Feds probe Paterson tax lien sale | Paterson Times Paterson Times

Feds probe Paterson tax lien sale

By Jayed Rahman
Published: June 13, 2018


The city’s $1.8 million tax lien sale conducted last month is being probed by federal authorities. An FBI investigator visited City Hall last week to obtain documents related to the sale, according to municipal officials.

Some had raised questions about the tax sale three weeks ago. Councilman Kenneth Morris questioned business administrator Nellie Pou about the tax lien sale during a public meeting on May 29.

Morris asked whether a certified tax collector conducted the sale. Pou reassured him everything was done according to procedure.

“Who conducted that sale?” asked Morris.

“Our tax collector,” replied Pou. She said the city has an interim tax collector, who conducted the sale on May 17.

Morris asked whether the interim tax collector was certified and licensed.

“We have a tax collector that’s certified and licensed,” said Pou.
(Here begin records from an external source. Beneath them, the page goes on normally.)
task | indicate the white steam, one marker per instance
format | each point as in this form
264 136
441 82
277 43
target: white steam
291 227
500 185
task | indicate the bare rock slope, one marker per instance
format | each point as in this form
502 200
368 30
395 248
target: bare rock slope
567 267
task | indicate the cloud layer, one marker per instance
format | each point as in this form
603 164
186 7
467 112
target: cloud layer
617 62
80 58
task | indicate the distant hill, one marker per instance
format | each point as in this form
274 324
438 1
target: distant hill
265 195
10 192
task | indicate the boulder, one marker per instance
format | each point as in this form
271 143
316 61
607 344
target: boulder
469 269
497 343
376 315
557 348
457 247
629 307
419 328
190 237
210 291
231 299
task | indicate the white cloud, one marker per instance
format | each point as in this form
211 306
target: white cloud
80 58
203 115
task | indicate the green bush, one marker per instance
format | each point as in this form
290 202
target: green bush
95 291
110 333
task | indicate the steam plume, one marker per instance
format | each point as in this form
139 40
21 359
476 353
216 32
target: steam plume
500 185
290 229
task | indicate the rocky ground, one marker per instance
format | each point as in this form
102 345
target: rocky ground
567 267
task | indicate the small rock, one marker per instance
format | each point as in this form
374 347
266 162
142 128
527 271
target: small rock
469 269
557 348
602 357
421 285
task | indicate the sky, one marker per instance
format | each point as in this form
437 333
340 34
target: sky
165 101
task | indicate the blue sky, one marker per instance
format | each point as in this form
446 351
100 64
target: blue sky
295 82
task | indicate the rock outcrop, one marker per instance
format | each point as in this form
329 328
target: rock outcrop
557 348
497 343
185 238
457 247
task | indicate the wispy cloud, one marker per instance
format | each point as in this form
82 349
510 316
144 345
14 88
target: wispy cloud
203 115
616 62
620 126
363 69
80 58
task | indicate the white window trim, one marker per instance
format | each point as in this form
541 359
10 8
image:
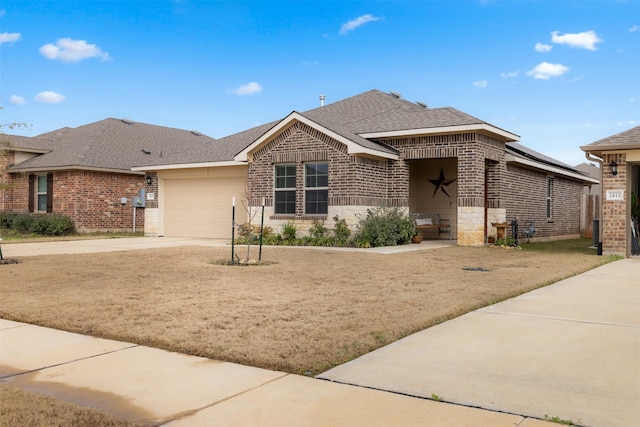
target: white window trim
305 188
276 189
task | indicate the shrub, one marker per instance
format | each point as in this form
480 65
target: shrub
53 225
341 232
45 225
289 232
7 219
385 227
23 223
318 230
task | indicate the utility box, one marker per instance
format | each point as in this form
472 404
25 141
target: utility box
139 201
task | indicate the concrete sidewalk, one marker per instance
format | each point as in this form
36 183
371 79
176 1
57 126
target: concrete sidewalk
150 385
570 350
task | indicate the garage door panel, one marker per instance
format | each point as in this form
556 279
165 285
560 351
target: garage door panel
201 207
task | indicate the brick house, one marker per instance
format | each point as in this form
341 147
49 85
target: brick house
619 157
373 149
85 172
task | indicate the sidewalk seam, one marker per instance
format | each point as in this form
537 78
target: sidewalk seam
562 319
181 415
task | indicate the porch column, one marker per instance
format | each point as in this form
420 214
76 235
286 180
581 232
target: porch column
470 196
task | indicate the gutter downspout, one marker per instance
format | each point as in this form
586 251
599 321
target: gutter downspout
598 160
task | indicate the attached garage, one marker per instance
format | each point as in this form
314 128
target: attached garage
197 202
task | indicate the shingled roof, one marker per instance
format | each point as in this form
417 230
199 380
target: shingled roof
110 145
629 139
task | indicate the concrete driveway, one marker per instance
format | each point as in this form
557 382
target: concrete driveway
570 350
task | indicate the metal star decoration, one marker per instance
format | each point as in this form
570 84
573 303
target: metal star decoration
441 184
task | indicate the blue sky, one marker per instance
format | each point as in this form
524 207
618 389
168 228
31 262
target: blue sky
558 73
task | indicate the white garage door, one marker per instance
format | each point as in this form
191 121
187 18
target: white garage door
198 204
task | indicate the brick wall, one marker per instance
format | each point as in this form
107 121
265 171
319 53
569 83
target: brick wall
614 213
14 188
525 197
353 181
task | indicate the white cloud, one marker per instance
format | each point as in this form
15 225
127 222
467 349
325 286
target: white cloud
69 50
355 23
247 89
17 100
9 37
510 74
49 97
541 47
585 40
545 70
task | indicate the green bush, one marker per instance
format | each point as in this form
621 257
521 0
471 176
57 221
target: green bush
7 219
341 232
53 225
289 232
23 223
385 227
42 224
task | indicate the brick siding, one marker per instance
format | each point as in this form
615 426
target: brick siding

The city’s longtime tax collector Kathleen Gibson retired last year. Morris asked for the name of the person, who conducted the sale. The city hasn’t hired a full-time tax collector to replace Gibson. Instead, the role has been filled by someone working part-time.

Pou at the meeting did not name the interim tax collector.

In its newspaper advertisement for the tax lien sale, the city listed Sonia Schulman as the certified tax collector, who would conduct the sale.

Municipalities are required by the state to conduct an annual tax lien sale. Investors buy the liens to collect interest or foreclose after two years.

The city’s chief attorney Domenick Stampone confirmed to the Paterson Press that investigators visited City Hall last last Thursday to secure documents from the tax collector’s office.

Stampone on Wednesday morning said an agent from the FBI’s Woodland Park office requested the public documents showing list of buyers and those who participated in the sale. He said there was no subpoena or warrant. Anyone can request those documents from the city, he noted.

Stampone cautioned on the use of the word “investigation” to describe the public records request.

“The proper legal process for conducting the sale was done by the tax collector’s office,” said Pou on May 29 when Morris raised questions about the sale.